У Дилана текли слезы, а в холодное время и сопли. Однажды он даже напустил в штаны. Ему хотелось прокусить себе язык, до того было больно глотать обиду, унижение. Его враги гримасничали, закатывали глаза, не замечали его страданий.
— Мальчик умрет, если ты еще к нему прикоснешься.
— Да все с ним в порядке. Пойдем отсюда.
— Ты ведь никому не скажешь? Мы же просто балуемся. Можешь не бояться нас, приятель.
Дилан беззвучно кивал, беря себя в руки. Ждал, что его похвалят за пересиленное желание расплакаться, за выдержку.
— Ишь ты! А он не такой уж хлипкий для белого. Проваливай отсюда, и побыстрее.
«Белый парень» стало его именем. Он дорос до этого, переступил невидимую черту, стал заметен, как потерянные кем-то деньги. И уже привык отдавать за белую кожу то, что оказывалось в кармане, — доллар, пятьдесят центов.

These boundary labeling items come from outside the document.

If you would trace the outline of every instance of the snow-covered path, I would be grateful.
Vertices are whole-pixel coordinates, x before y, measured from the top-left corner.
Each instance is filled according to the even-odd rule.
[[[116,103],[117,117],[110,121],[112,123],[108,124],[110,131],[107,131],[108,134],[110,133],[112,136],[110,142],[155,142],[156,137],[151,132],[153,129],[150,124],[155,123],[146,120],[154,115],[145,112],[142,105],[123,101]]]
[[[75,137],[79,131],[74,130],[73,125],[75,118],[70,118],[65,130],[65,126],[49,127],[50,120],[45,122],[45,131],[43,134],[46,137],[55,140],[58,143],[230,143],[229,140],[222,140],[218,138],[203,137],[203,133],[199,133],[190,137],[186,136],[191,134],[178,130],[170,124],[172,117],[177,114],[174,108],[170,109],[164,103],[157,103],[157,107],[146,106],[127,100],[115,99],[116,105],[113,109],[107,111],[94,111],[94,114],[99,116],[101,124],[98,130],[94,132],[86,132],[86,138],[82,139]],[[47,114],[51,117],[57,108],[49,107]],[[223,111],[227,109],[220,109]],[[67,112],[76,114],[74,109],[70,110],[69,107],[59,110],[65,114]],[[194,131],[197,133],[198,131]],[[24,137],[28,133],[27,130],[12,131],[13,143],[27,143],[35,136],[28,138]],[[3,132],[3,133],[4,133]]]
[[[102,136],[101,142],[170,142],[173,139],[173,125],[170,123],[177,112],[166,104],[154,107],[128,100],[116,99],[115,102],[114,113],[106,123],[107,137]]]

— Белый парень, поди-ка сюда, есть разговор. — Голова склонена набок, руки в карманах. Один, два, три темнокожих подростка. Или целая группа, и тогда невозможно определить, от кого чего ждать. Глаза, закатываемые к небу, смех. Каждый раз как повторение предыдущего. Тоска и презрение.
Если Дилан не обращал на окрики внимания, продолжал идти своей дорогой, его окликали повторно.
— Эй ты, белый парень. Я с тобой разговариваю, черт возьми.
— В чем дело? Ты что, не слышишь?
Нет. Да.
— Или не хочешь разговаривать?
Безнадежно.
Заканчивалось всегда одним и тем же: Дилан подходил к задирам и выворачивал карманы. В любом случае. Подходил, мучимый позором, под смех и улюлюканье, не дожидаясь, пока кто-нибудь крикнет: «Сейчас получишь у меня, раз не хочешь разговаривать». Это был танец, в котором каждое па состояло из тычков. Назови меня белым парнем и получишь доллар. Я давно этому обучен.
— Поди-ка сюда, я ничего тебе не сделаю. Чего ты боишься, а? Черт! Думаешь, я тебя обижу?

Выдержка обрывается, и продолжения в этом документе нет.